Saturday, January 30, 2016


A random moment from the process of creating Barbara Parker's new recording; a process that took several months and happened to fall, on one evening, on Pres' Harding's birthday (Pres had no problem being in the studio on the night of his birthday, His anniversary, however, was off limits. Good for him.). As the project evolved, finding it's way to the place it needed to be, so did the personnel, landing on a core rhythm section of Pres Harding - guitars, Ray Anthony - drums, and me doing the left hand bass thing from the keyboard. Every group of musicians finds their own center of gravity. In this case the center is a little off (center) from my own, which makes it fun for me, and on target for where Barbara is coming from, and wants to go. At the final rehearsal for Barbara's CD release concert (tomorrow at the Mainstay) the chemistry was apparent. So it's a thing. For me, a thing among things. A good thing.
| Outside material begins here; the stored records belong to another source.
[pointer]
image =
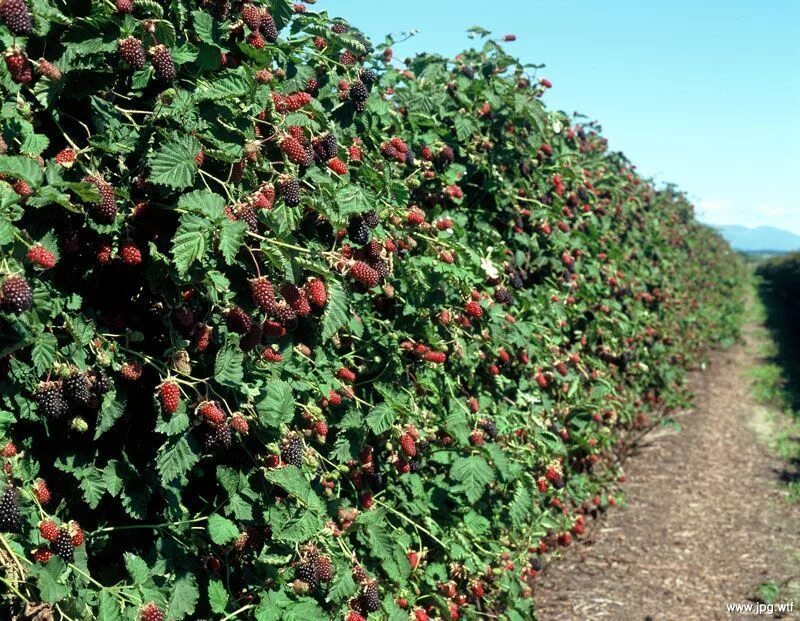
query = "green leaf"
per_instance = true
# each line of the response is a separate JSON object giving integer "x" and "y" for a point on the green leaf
{"x": 380, "y": 418}
{"x": 21, "y": 167}
{"x": 175, "y": 459}
{"x": 111, "y": 410}
{"x": 174, "y": 164}
{"x": 474, "y": 474}
{"x": 228, "y": 365}
{"x": 221, "y": 529}
{"x": 43, "y": 353}
{"x": 217, "y": 596}
{"x": 282, "y": 11}
{"x": 277, "y": 406}
{"x": 189, "y": 243}
{"x": 231, "y": 236}
{"x": 337, "y": 311}
{"x": 137, "y": 568}
{"x": 48, "y": 580}
{"x": 203, "y": 202}
{"x": 184, "y": 597}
Thursday, January 28, 2016


Reflecting on blessings I have received recently. Maybe I've been  told this before, and unable to hear, or perhaps not. Certainly, at least at many points along the way, it just wasn't true. But these days, I am told that my performances occur with little ego. Or that I am a(n uncharacteristically) humble musician. This is certainly new, at least as a conscious point within me. Or more accurately, to the extent to which it is true, it is the place to which I continue to arrive as I learn to more fully connect, and to get out of the way.
To get out of the way doesn't mean not to participate, but rather to move toward selflessness in it all. Kenny Werner (in Effortless Mastery) appropriately describes it as observing yourself from a detached place. As it has happened, this blog, over many years now, has become a chronicle of my growth in understanding, or perhaps better, the unveiling of this journey to me; a journey of letting go, of myself.
And it is in the very losing of myself that I have found myself, my connection, and the ability to share it, or be a reflection, or a bridge. My whole life's journey has brought me here, to this point. It is, indeed, humbling. and an affirmation that I continue to move toward where I need to be.